Adish Singla, MPI for Software Systems: Generative AI for Education
Recent advances in generative AI, in particular deep generative and large language models like ChatGPT, are having transformational effects on the educational landscape. On the one hand, these advances provide unprecedented opportunities to enhance education by creating unique human-machine collaborative systems. For instance, these models could act as personalized digital tutors for students, as digital assistants for educators, and as digital peers to enable new collaborative learning scenarios. On the other hand, the advanced capabilities of these generative AI models have brought unexpected challenges for educators and policymakers worldwide. For instance, these advances have caused a chaotic disruption in universities and schools to design regulatory policies about the usage of these models and to educate both students and instructors about their strengths and limitations.
This lecture series will provide an overview of the research opportunities and challenges in applying generative AI methods for improving education. The lectures will investigate these opportunities and challenges in education by focusing on two thrusts: (i) exploring how recent advances in generative AI provide new opportunities to drastically improve state-of-the-art educational technology.; (ii) identifying unique challenges in education that require safeguards along with technical innovations in generative AI.
Milijana Surbatovich, University of Maryland, College Park: Type Systems for Intermittent Computing.
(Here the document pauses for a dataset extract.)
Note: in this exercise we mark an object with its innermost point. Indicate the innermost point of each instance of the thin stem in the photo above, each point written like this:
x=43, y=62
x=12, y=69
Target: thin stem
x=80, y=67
Energy-harvesting devices (EHDs) are a new class of embedded computing platform
that are powered solely from energy collected from the environment, without
using batteries. These devices enable new applications in domains like disaster
monitoring, body implants, or smart city infrastructure. Unfortunately,
environmental energy is scarce, so EHDs are powered only intermittently,
experiencing frequent failures that make correct programming difficult. This
situation is especially problematic because the envisioned domains have high
assurance requirements; we do not want applications for medical devices or
critical infrastructure to have bugs! Thus, my research has looked at how we
can use programming language techniques to design systems for EHDs that have
*provable* correctness guarantees.
In these lectures, I first introduce the field of “intermittent computing” on
EHDs, showing why frequent power failures cause incorrect execution and how
these errors can be addressed. I then cover the basics of formal programming
language semantics and type checking, showing how to leverage these to identify
and prove desired correctness properties. Finally, I connect the two topics by
describing my recent work in developing type systems for reasoning about
intermittent execution and discuss how these ideas apply to other emerging
computing architectures, beyond EHDs.